# Existing building reno : Is new elevator required



## Hyrax4978 (Dec 15, 2016)

Renovating an existing B use building. 2 stories. 4,000 SF footprint. New use is also B. 
It is a complete interior renovation about 95% modification. 
they are looking for accessible parking, entrance etc on 1 level. 
The other level will have uses not provided on the accessible entry level. 

IEBC 410.9.2 Multilevel buildings and facilities states:
An accessible route from an accessible entrance to public spaces on the level of the accessible entrance shall be provided. 

This does not state that you need an accessible route to the other level. 

Is an elevator required solely based on the fact its over 3,000 SF?


----------



## mark handler (Dec 15, 2016)

What code are you under?

Scope of renovations?


----------



## Hyrax4978 (Dec 15, 2016)

2012 IBC. 
Full renovation of both floors. complete new layout, new toilet rooms etc. everything will be brought up to code except for the elevator. 
This is for adult education, students above the 12th grade, private not state.


----------



## Hyrax4978 (Dec 15, 2016)

Or will this fall under the 20% cost rule?


----------



## mark handler (Dec 15, 2016)

Hyrax4978 said:


> Or will this fall under the 20% cost rule?

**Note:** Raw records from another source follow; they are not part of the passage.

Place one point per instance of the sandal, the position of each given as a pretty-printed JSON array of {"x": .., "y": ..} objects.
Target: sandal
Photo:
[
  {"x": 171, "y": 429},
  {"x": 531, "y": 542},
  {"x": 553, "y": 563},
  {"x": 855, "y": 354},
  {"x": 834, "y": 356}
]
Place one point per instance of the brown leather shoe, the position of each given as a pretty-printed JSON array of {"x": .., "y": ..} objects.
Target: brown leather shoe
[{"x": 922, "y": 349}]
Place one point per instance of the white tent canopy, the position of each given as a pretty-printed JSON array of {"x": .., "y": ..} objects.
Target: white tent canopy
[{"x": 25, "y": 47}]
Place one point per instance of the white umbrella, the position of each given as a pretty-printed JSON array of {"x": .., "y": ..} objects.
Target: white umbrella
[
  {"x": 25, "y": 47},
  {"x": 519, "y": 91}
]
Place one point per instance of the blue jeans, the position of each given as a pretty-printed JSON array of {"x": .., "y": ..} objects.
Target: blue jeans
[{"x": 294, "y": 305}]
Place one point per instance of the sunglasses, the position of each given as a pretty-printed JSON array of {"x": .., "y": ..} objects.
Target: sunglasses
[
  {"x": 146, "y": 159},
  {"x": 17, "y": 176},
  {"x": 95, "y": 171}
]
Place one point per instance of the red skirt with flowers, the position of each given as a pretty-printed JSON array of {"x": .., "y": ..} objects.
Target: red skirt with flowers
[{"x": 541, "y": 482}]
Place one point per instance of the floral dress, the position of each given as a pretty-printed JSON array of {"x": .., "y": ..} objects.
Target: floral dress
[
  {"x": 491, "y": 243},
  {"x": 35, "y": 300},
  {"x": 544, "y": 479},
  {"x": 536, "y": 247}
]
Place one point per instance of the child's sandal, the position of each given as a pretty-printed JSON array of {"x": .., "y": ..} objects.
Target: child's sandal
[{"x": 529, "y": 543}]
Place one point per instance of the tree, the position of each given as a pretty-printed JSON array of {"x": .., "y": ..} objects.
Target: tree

Thats why I asked about scope
Does the "adult education School" Receive any public funding for students?
Must times the facilities Receiving any public funding is required to be fully accessible.


----------



## ADAguy (Dec 15, 2016)

Not a CBC state Mark but could attract Vets who receive Federal funds.
Single stop elevator not that expensive, can be ordered as a flatbed delivered unit from Arizona and erected in 2 days.


----------



## cda (Dec 15, 2016)

Big enough for a stretcher, not a code stretcher


----------



## steveray (Dec 15, 2016)

20% required for sure, look at level 3 alterations in the IEBC also. Can't think of an outright exemption for anything larger than 3000 ft...Look at our CT 1103.2.16 or CGS 29-274

(Add) 1103.2.16 Statutory requirements. The following additional exceptions to requirements
for accessibility are in accordance with section 29-274 of the Connecticut General Statutes:
1. Accessibility shall not be required in renovations, additions or alterations to stories in
existing buildings above the street floor being converted to Group B provided each
story above the street floor contains less than 3,000 square feet of total gross area
per floor and the street floor is renovated or altered to provide accessibility to persons
with disabilities. This provision shall not apply to stories above the street floor that
include the offices of health care providers, municipal or state agencies or passenger
transportation facilities or offices located in airport terminals.
2. Buildings and structures of any occupancy not otherwise exempted from the
requirements of this chapter shall be exempt if each story above and below the street
floor contains less than 3,000 square feet of total gross area and the street floor is
designed, renovated or altered to provide accessibility to persons with disabilities. This
provision shall not apply to stories above or below the street floor that include the
offices of health care providers, municipal or state agencies or passenger
transportation facilities or offices located in airport terminals or mercantile facilities
having five or more tenant spaces.


----------



## ADAguy (Dec 15, 2016)

Intially he indicates 4,000 sq. ft/flr.


----------